C’est la «pause» pour le festival Porlwi. L’une des raisons ayant motivé cette décision : en trois éditions, les financements de l’État qui ont diminué de moitié. Nous avons tâté le pouls d’autres organisateurs de festivals pour leur demander quelle est la participation des autorités à ces actions de promotion de la créativité. Bilan édifiant 

Bruno Raya, Live’n’Direk entertainment: «L’Etat exige que l’événement soit gratuit»  

Bruno Raya

Cette société d’événementiel organise plusieurs festivals : Reggae Donn sa, le festival 6/8 consacré au séga typik, et Seggae Zwe. Dans le cas de Reggae Donn Sa, Bruno Raya est catégorique, «en sept éditions, nous n’avons pas eu de coup de main de l’État». Le critère principal pour que l’État aide, affirme Bruno Raya, «c’est que le festival soit gratuit. Si j’ai un gros coup de main, je suis disposé à faire une manifestation gratuite». L’organisateur explique que le budget de Reggae Donn Sa tourne autour de Rs 3 millions.  

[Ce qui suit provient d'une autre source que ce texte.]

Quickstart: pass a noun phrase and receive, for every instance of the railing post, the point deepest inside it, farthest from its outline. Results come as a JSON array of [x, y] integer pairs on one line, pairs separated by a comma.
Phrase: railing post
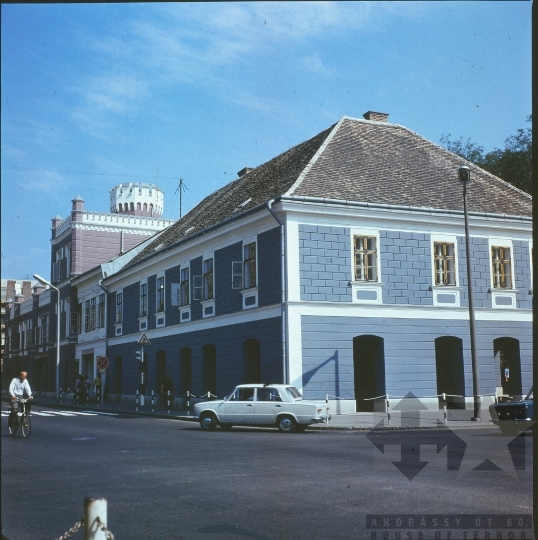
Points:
[[95, 518]]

Par contre, dans le cas du festival 6/8, organisé durant le mandat du précédent ministre des Arts et de la Culture, Dan Baboo, «nous avons été aidés à hauteur de 70 %, parce que ce festival de valorisation du séga typik l’intéressait. Nous avons trouvé les 30 % restants, pour rester maîtres du projet». Une situation qui oblige l’organisateur à montrer toutes ses factures – podium, sonorisation, cachets – pour que l’État décide de ce qu’il va prendre à sa charge.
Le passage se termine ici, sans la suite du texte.